In his Sherlock Holmes fiction Sir Arthur Conan Doyle liked to put in Holmes’ mouth talk about observing rather than merely seeing. It is a truism, but it is also true, that we often don’t observe those things we see every day.
When we bought our house in 1997 the builder put in the front yard. We made our own additions, such as putting in pavers by the driveway and adding rose bushes. We had to add rose bushes. My maternal grandfather was in the nursery business. He was a partner in a wholesale nursery company and sales manager at the storied Howard Rose Company for close to half a century.
But back to our yard. The builder put in two large shrubs. In recent years they both stood about four feet high, four feet wide, and four feet deep. The other day I stood out front talking to our neighbor, who had just returned our hedge clippers, about the drought and conserving water. I glanced over at our two shrubs. The one farthest front was dead. Brown. Dry. Brittle. Lifeless. I had no idea how long it had been that way, but it was.
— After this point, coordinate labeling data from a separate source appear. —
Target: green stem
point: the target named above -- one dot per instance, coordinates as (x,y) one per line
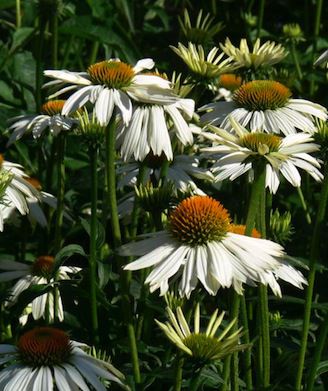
(304,206)
(93,153)
(296,61)
(321,342)
(260,17)
(316,31)
(39,63)
(94,52)
(232,359)
(111,181)
(116,232)
(18,14)
(178,372)
(257,209)
(247,356)
(60,149)
(314,254)
(54,40)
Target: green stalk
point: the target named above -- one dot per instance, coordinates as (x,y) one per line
(93,153)
(257,209)
(316,31)
(60,146)
(304,206)
(260,17)
(54,39)
(18,14)
(178,372)
(227,362)
(39,63)
(296,61)
(111,181)
(246,340)
(116,232)
(314,255)
(321,342)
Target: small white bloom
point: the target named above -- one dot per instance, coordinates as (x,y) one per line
(262,55)
(199,245)
(148,130)
(15,189)
(180,172)
(281,155)
(109,84)
(46,359)
(50,117)
(39,273)
(265,105)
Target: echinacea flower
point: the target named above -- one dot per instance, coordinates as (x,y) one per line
(284,272)
(199,244)
(41,272)
(15,189)
(204,346)
(265,105)
(266,54)
(46,359)
(111,83)
(180,172)
(281,155)
(150,127)
(36,213)
(50,117)
(228,83)
(203,67)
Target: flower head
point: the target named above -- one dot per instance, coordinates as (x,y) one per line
(241,151)
(209,67)
(200,244)
(262,55)
(50,117)
(15,190)
(204,29)
(265,105)
(45,358)
(41,272)
(110,84)
(151,126)
(204,346)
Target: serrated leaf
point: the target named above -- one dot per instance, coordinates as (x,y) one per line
(20,36)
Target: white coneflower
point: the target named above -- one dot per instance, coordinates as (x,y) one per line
(111,83)
(41,272)
(199,244)
(281,155)
(45,359)
(266,54)
(228,83)
(180,172)
(284,272)
(150,127)
(36,214)
(266,105)
(204,346)
(15,189)
(50,117)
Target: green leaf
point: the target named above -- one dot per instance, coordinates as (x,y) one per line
(20,37)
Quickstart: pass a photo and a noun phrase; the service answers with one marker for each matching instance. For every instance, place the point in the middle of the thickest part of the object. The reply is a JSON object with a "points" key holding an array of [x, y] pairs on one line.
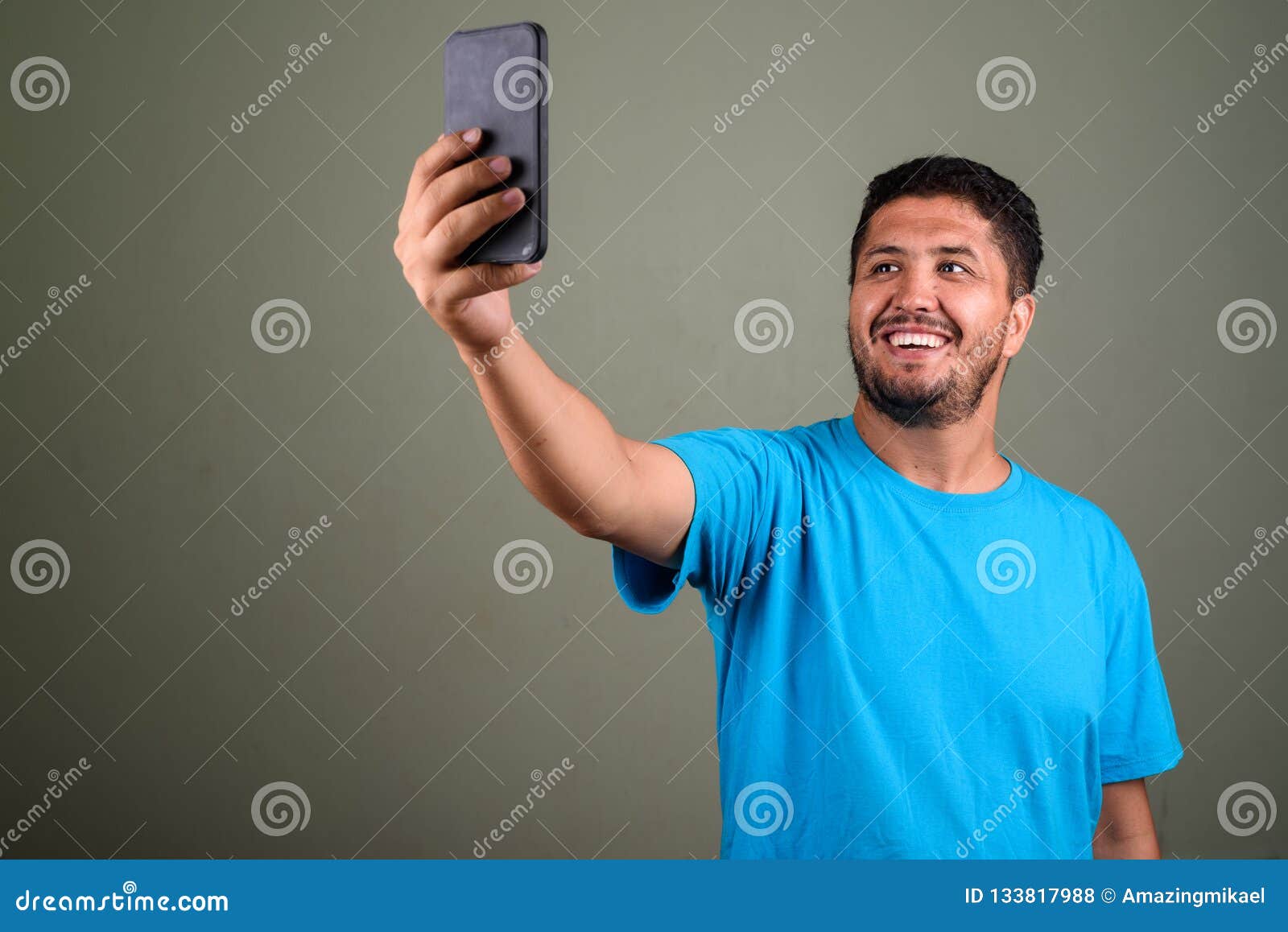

Which is strange, because in spite of the cutback in watering the rose bushes were doing fine, as was the shrub further back. If anything the shrub further front should have been getting more, not less, water than the one behind it.
Terry had left for business travel on Saturday morning and it wasn’t too hot, so I decided it was time to tackle the removal of the dead shrub. I headed to front yard carrying both the long and short handled clippers. I set to work. It was a tedious job because the branches and leaves were dry and entangled. In the end I got perhaps two-thirds of the shrub whacked away. By that time the yard waste toter was full so I had to stop. The good thing is that I got rid of enough of it so it’s not nearly as obvious from the street as it had been. I raked up some leaves for good measure. I then took a shower and got changed. I was quite sore but felt a sense of accomplishment when Terry called from New Jersey.
Still, I would like to know what killed the thing in the first place.